LUNA: LESLIE THORNTON Art Exhibit

reporter: Miguel Dominguez


On May 11th the Winkleman Gallery presented the second solo exhibition by New York artist Leslie Thornton. Her video triptych Luna, displayed on three vertical flat screen monitors, featured Brooklyn's version of the Eiffel tower, the parachute jump tower in Luna Park, Coney Island.


Leslie with gallery owner/director Edward Winkleman

Born in Oakridge, Tennessee, Leslie Thornton is considered a pioneer of media aesthetics, one of the first artists to bridge cinema, video, digital media, and installation. Her works have been exhibited all over the planet, at institutions and festivals such as the Whitney Biennial, Documenta, Tate Modern, Seven at Miami Basel Art Fair, Moving Image in New York and in London, the International Film Festival Rotterdam, The Museum of Modern Art in NYC, Harvard University, and installations/exhibitions at Museum 53, Elisabeth de Brabant Arts Center in Shanghai, China; Zürcher Gallery, New York/Paris; FluxSpace, Philadelphia, IFFR/Museum of Natural History, and solo shows at Winkleman Gallery, NYC, and Elizabeth de Brabant Gallery, Shanghai, China. She has produced installations for capcMusée, Bordeaux in France, Track 16 in Los Angeles, and Cinematexas in Austin.
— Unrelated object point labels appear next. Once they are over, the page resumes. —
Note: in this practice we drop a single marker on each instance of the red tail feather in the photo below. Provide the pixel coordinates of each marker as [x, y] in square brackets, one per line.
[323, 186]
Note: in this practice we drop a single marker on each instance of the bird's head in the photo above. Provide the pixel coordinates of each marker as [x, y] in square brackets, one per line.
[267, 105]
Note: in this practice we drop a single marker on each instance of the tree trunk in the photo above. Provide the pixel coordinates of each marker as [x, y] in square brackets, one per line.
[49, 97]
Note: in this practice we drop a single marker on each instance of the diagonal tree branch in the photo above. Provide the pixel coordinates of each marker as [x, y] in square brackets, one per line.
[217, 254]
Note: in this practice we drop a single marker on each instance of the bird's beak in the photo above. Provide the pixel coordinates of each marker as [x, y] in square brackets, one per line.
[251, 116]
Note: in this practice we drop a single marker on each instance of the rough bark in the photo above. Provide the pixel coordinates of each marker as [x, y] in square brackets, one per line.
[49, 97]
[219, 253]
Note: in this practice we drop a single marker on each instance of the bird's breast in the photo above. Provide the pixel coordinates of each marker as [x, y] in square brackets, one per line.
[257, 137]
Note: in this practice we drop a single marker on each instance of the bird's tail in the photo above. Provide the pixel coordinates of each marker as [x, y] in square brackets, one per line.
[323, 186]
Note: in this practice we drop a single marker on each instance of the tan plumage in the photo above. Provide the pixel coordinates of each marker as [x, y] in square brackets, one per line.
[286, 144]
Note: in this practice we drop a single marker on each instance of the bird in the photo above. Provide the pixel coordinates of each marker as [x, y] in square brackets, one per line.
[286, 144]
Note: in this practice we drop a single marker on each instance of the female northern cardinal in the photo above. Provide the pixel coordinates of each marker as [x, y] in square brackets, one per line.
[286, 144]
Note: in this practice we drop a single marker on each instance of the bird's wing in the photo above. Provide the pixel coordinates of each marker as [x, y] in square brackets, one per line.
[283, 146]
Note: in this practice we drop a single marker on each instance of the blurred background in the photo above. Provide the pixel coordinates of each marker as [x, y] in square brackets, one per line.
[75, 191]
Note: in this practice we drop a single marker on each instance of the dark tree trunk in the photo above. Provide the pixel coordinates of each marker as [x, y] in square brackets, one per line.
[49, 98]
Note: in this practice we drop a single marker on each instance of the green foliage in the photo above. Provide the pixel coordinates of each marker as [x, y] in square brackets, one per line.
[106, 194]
Thornton has won many awards: she is one of the youngest artists to have received the Maya Deren Award for Lifetime Achievement from the American Film Institute/Anthology Film Archives; she has also received awards from the Rockefeller Foundation, The Alpert Foundation, the Jerome Foundation, the New York State Council on the Arts, and the National Endowment for the Arts; In 2013 she was awarded a John Simon Guggenheim Fellowship. Leslie Thornton is currently Professor in the Modern Culture and Media Department at Brown University, and Faculty in Media at the European Graduate School/ Europäische Universität für Interdisziplinare Studien (EGS/EUFIS).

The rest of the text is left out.